How much innovation is needed to protect the ocean from plastic contamination?

Cordier M. & Uehara, T. (2019). How much innovation is needed to protect the ocean from plastic contamination?. Science of The Total Environment, Elsevier, Volume 670, 20 June 2019, Pages 789-799.



Plastics are non-biodegradable, and increasing accumulation of plastic debris in the ocean is a major cause for concern. The World Economic Forum, Ellen MacArthur Foundation, and McKinsey & Company claimed in 2016 that technological innovations can solve the plastic problem. Such a claim raises an as yet unanswered question: how much technological innovation is needed and is it economically feasible? We offer answers to this question via a system dynamics model that we developed to simulate different scenarios aimed at controlling plastic debris entering the global ocean. Our results show that ocean cleanup technologies could achieve a 25% reduction in the level of plastic debris in the ocean below 2010 levels in 2030. However, this would require removing 15% of the stock of plastic debris from the ocean every year over the period 2020–2030, which equates to 135 million tons of plastic in total (metric tons). The implementation cost of such an ocean cleanup effort would amount to €492 billion-€708 billion, which represents 0.7%–1.0% of the world GDP in 2017 – this calculation is based on unit costs in €/kg estimated in The Ocean Cleanup project feasibility study. The Ocean Cleanup project alone is designed to collect 70,320 tons of plastic debris over a 10 year period. Removing 135 million tons of plastic debris would require investing in 1924 similar cleanup projects. These results help to assess the economic feasibility of removing such large volume of plastics. Moreover, our results provide quantitative confirmation that technological solutions alone are not sufficient to solve plastic pollution issues. A portfolio of diverse solutions – not only technological ones – is likely to have greater technical, political and economic feasibility. Our model shows that such a combined portfolio implemented over the period 2020–2030 could reduce the ocean plastic stock to 2013 levels (94 million tons) by 2030.

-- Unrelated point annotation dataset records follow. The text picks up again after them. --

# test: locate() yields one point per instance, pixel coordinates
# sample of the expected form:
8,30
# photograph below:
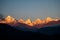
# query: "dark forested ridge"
13,32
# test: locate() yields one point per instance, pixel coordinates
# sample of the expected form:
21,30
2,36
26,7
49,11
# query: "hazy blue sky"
30,8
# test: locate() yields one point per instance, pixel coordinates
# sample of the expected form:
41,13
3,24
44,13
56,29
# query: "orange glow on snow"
12,20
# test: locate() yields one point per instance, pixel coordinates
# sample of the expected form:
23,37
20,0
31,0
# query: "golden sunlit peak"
10,19
28,21
21,20
48,19
38,21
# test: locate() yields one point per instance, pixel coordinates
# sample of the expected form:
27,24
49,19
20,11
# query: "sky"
30,8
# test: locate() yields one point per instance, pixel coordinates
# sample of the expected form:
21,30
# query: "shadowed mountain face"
43,33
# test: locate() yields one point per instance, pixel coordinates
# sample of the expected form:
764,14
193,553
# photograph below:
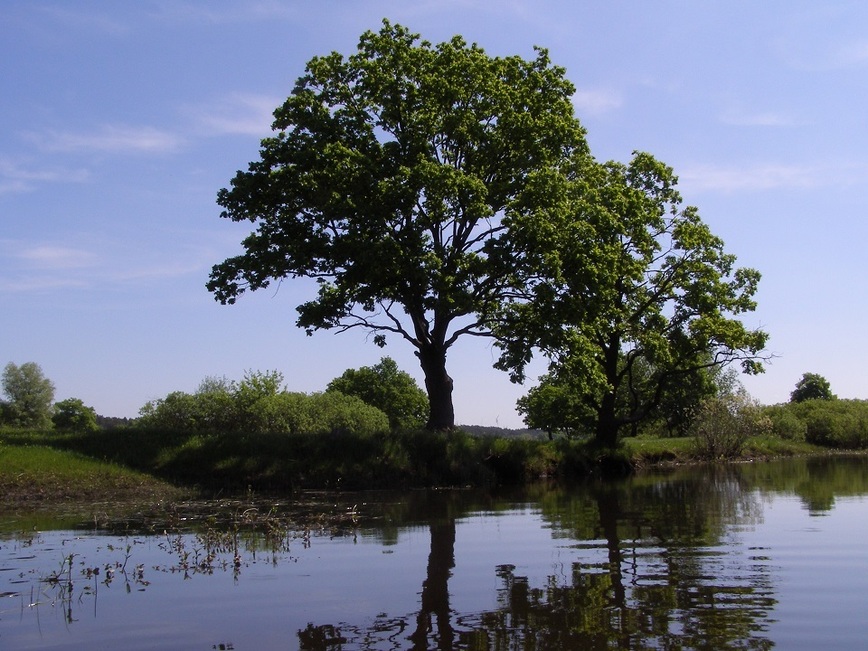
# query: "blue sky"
119,122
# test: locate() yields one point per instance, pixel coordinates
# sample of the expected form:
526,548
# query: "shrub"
834,423
74,416
285,412
723,425
785,423
334,412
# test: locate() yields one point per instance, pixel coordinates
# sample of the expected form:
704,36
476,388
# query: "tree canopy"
812,386
387,181
30,395
626,292
389,389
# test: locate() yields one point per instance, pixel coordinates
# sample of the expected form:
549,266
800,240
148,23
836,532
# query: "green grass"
114,464
32,474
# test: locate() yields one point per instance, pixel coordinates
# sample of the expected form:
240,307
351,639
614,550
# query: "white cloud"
57,257
758,119
19,177
110,138
595,102
79,19
243,12
769,176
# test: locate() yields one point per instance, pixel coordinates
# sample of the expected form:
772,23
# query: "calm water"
755,556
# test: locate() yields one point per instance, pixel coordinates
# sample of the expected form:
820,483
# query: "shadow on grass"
279,461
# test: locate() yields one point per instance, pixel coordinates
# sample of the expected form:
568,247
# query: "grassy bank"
34,474
37,465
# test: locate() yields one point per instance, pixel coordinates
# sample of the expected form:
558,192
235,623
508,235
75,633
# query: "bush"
834,423
723,425
784,423
334,412
73,415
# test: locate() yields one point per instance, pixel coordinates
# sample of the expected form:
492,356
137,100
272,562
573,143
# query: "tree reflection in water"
654,571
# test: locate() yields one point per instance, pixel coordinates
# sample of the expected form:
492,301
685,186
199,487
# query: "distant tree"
29,395
387,181
555,408
626,292
389,389
73,415
812,386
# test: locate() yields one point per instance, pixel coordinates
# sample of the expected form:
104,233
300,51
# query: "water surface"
752,556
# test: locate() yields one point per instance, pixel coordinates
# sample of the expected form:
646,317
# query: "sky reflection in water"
761,556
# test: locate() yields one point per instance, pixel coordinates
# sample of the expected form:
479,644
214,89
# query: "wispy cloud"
241,114
596,102
757,177
84,20
770,176
53,257
741,118
51,265
110,138
228,13
16,176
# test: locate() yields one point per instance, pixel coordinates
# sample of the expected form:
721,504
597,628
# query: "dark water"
754,556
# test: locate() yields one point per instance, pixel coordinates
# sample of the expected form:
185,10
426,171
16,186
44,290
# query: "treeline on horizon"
383,399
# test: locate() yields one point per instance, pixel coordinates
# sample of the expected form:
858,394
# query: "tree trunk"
438,384
607,422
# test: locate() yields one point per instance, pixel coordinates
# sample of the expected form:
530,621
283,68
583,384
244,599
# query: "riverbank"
44,467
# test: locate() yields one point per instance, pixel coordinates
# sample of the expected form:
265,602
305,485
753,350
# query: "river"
745,556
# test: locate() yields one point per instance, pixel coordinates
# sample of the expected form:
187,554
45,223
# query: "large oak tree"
388,179
625,291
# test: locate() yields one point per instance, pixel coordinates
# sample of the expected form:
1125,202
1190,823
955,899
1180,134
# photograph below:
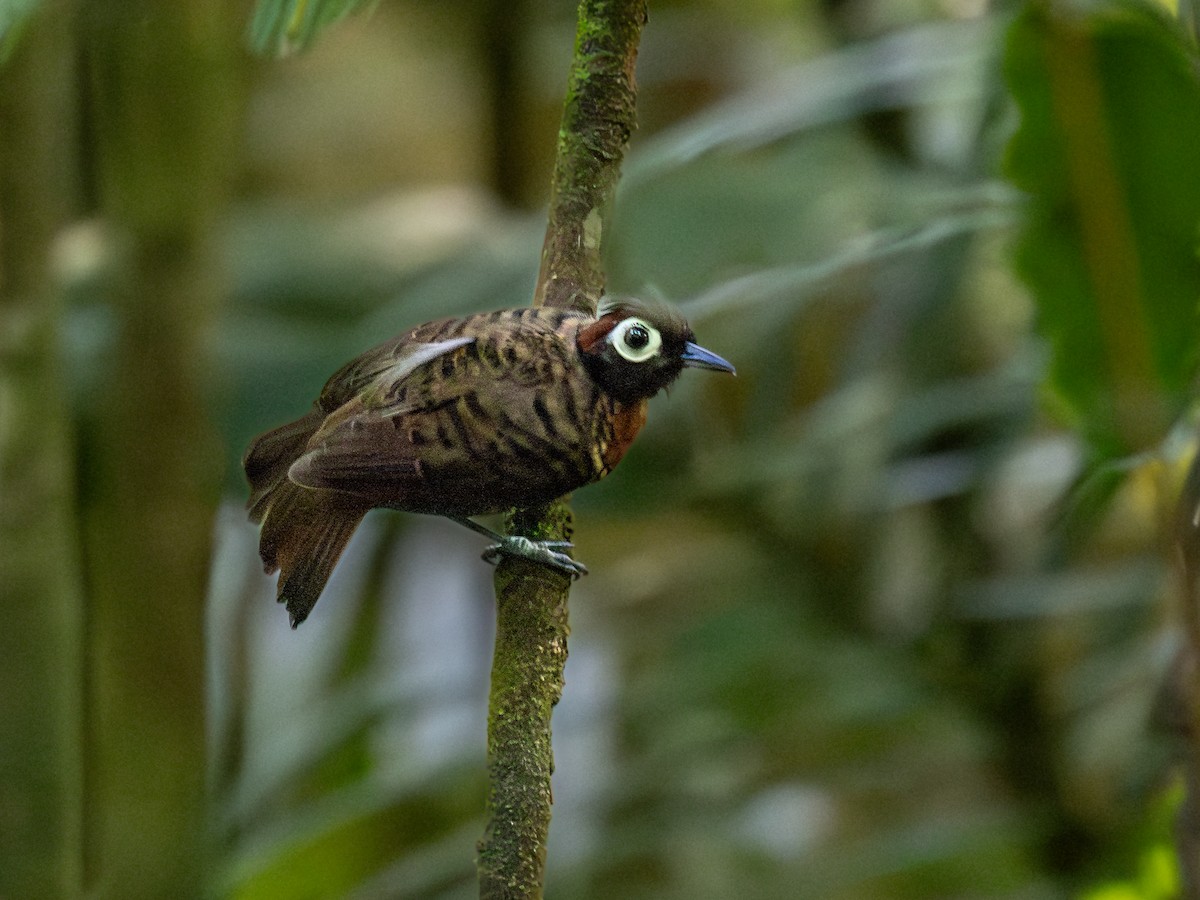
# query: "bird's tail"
304,531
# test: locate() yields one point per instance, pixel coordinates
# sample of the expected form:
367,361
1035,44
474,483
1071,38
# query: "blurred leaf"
13,15
923,64
283,27
1110,245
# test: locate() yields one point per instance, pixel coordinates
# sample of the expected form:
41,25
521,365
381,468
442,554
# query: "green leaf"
13,15
1109,250
282,27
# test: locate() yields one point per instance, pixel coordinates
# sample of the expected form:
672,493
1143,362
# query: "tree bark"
41,642
532,600
163,101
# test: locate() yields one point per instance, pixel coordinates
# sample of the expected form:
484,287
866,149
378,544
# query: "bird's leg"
516,545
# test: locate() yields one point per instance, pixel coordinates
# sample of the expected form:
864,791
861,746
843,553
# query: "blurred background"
883,617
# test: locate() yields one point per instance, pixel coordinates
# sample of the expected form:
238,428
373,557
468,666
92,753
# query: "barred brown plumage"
460,418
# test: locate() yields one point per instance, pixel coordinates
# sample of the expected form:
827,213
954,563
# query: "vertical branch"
162,103
532,621
41,642
598,120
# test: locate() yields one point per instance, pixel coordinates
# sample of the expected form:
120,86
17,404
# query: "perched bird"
462,417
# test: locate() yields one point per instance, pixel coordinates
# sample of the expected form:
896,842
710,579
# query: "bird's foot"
544,552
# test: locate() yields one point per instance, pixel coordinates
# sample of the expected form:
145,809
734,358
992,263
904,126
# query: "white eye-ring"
635,340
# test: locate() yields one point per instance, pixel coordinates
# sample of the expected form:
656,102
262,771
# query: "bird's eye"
636,341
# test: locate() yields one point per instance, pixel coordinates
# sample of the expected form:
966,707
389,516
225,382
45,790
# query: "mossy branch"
532,621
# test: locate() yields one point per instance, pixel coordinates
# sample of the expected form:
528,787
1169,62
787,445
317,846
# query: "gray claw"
543,552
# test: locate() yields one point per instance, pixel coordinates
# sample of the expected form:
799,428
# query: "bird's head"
634,348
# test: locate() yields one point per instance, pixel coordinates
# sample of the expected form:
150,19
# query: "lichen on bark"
532,600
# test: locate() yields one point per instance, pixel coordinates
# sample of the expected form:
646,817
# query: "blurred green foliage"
871,619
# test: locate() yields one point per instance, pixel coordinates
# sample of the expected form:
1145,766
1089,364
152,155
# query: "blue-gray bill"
696,357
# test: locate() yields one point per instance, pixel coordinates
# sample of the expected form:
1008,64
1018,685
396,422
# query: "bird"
463,417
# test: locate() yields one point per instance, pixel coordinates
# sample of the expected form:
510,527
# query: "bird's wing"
390,363
448,436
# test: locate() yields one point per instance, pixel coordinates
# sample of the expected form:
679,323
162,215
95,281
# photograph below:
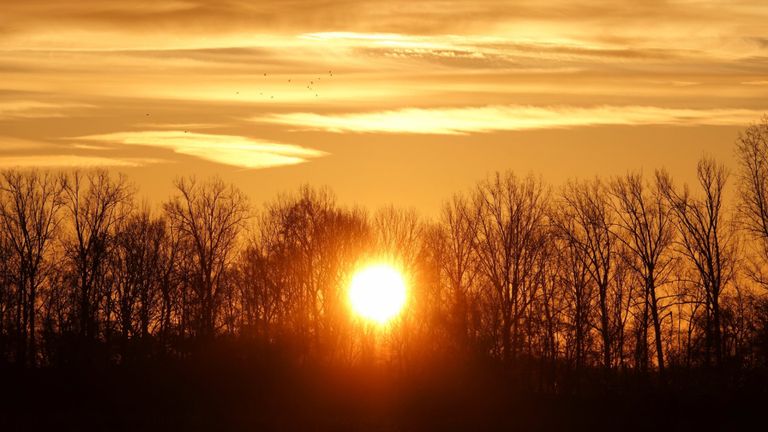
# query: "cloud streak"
237,151
466,120
72,161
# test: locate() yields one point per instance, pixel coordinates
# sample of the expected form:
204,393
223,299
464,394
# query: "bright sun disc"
377,293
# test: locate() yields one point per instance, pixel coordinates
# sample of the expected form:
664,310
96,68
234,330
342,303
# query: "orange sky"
384,101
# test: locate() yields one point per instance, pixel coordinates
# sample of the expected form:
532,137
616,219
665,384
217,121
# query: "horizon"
384,104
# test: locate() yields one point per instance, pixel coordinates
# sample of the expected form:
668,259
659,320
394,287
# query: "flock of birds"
311,87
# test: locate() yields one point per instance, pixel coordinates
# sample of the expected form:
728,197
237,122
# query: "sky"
386,102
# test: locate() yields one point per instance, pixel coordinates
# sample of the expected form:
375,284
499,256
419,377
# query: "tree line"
632,273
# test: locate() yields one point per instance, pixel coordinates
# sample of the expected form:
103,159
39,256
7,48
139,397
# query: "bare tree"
510,234
29,214
452,246
646,230
208,217
706,241
95,202
752,154
136,272
586,221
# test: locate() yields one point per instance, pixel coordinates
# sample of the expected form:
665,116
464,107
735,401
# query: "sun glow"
378,293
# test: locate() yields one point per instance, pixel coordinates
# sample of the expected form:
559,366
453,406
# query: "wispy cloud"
464,120
71,161
35,109
230,150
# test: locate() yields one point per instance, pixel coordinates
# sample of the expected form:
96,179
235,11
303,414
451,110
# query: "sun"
378,293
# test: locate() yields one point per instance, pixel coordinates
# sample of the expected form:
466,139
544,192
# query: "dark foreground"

Figure 1. Correlation between annual inputs of plastic debris from land into the global ocean and world gross domestic product (GDP) over the period 1950-2015. In the equation of the linear regression (black continuous line), y = global plastic debris annual inputs from land to world's ocean (million tons/year), x = world GDP (constant 2010 US billion $) and - 0.99677 is the constant (i.e., the intercept with the vertical axis). Data on the vertical axis are our own calculations based on Eq. (6) in which we entered data from Jambeck et al. (2015) and Geyer et al. (2017). Data on the horizontal axis comes from the World Bank (2018).

Figure 2. Stock and flow diagram of the system dynamics model for marine plastic wastes (designed in Powersim). Stocks and flows are represented by boxes and double arrows, respectively. Circles and diamonds denote auxiliary variables and constants. Clouds indicate infinity and mark the model boundaries.



Marine ecosystem, Waste management, Ocean cleanup, System dynamics, Decoupling GDP, Marine litter



  • We develop a system dynamics model to study the issue of plastic debris in the ocean.

  • Technological solutions alone cannot solve ecological issues in a growing economy.

  • Significant ocean cleanup requires removing at least 135 million tons of plastics.

  • Such a removal effort might cost up to €708 billion, i.e., 1% of the world GDP.

  • A diverse portfolio of solutions, in the ocean and on land also, performs better.